The top was sanded with 120 grit paper (to smooth out splinters, but keep the rough cut marks) and then stained with a coat of Varathane walnut stain, then sanded with 180 grit paper and a coat of Varathane kona stain. After is dried there are ~5 coats of Varathane water bed polyurethane. The last couple of coats were lightly sanded with 220 grit b/t coats.

I know it didn't need the center support, but I really like the look it added.


----------



## PhillipRCW (Dec 9, 2014)

I will start out by saying that I am so sick of seeing rustic farm tables in my area. However, you did a great job. If I could show your post to all the DIY people in my area and make them build half the table you did, I would be a happy builder. I actually have nothing but rustic furniture in our home, but I don't build it unless it's commissioned right now. So many people have saturated the market with their Ana white designed tables that it kills me.

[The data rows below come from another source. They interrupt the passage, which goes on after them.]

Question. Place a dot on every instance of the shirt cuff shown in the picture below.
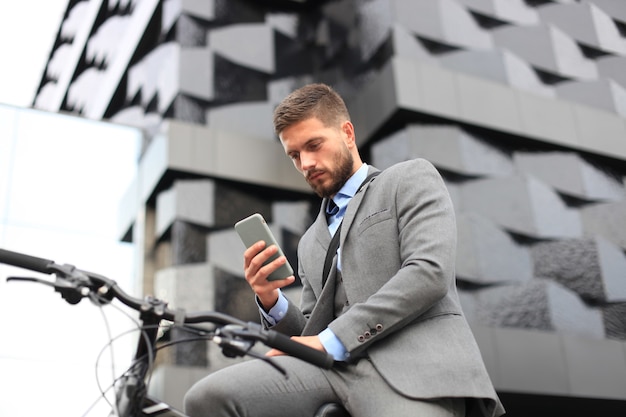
(276, 313)
(333, 345)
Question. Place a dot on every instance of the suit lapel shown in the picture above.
(353, 208)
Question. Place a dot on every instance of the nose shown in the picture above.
(307, 162)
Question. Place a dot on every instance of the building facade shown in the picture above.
(520, 104)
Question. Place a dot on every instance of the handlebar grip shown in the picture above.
(26, 261)
(300, 351)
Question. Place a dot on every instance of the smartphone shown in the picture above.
(254, 228)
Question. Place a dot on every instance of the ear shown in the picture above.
(348, 130)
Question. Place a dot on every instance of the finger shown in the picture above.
(252, 251)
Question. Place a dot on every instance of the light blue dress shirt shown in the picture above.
(331, 343)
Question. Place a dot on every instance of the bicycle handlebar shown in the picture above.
(75, 284)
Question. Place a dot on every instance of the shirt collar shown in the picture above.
(349, 189)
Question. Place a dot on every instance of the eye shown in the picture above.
(313, 146)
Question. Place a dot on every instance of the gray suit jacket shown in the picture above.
(398, 248)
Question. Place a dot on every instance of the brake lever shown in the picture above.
(232, 340)
(70, 291)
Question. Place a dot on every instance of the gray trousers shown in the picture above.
(254, 389)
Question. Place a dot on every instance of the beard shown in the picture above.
(341, 173)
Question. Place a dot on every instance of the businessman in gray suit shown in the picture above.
(387, 310)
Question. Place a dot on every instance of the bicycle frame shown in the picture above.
(235, 337)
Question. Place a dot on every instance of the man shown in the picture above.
(388, 311)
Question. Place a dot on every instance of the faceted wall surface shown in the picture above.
(520, 104)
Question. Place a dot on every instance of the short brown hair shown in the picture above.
(313, 100)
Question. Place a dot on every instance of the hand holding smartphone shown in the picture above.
(254, 228)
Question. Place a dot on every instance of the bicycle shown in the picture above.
(235, 337)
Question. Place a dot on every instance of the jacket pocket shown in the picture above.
(373, 219)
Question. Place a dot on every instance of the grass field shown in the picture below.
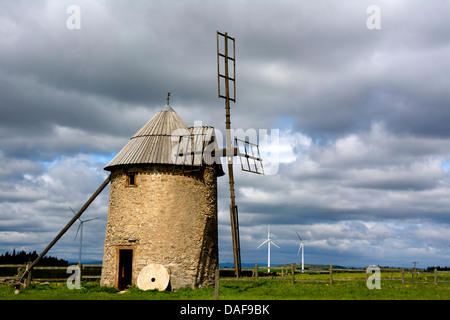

I'm very happy to see you did the breadboard ends the right way. I love the look of the exposed mortise and tenon at the end. I've seen them covered and I don't like it as much.


----------



## TheThom (Jul 1, 2011)

> I will start out by saying that I am so sick of seeing rustic farm tables in my area. However, you did a great job. If I could show your post to all the DIY people in my area and make them build half the table you did, I would be a happy builder. I actually have nothing but rustic furniture in our home, but I don t build it unless it s commissioned right now. So many people have saturated the market with their Ana white designed tables that it kills me.
> 
> I m very happy to see you did the breadboard ends the right way. I love the look of the exposed mortise and tenon at the end. I ve seen them covered and I don t like it as much.
> 
> - PhillipRCW


Thanks. My plan is to use it for 20+ years. I wanted something that would've looked good before the current rustic fad and will hopefully look good long after it fades.

We'll see.


----------



## TheFridge (May 1, 2014)

Nice work.


----------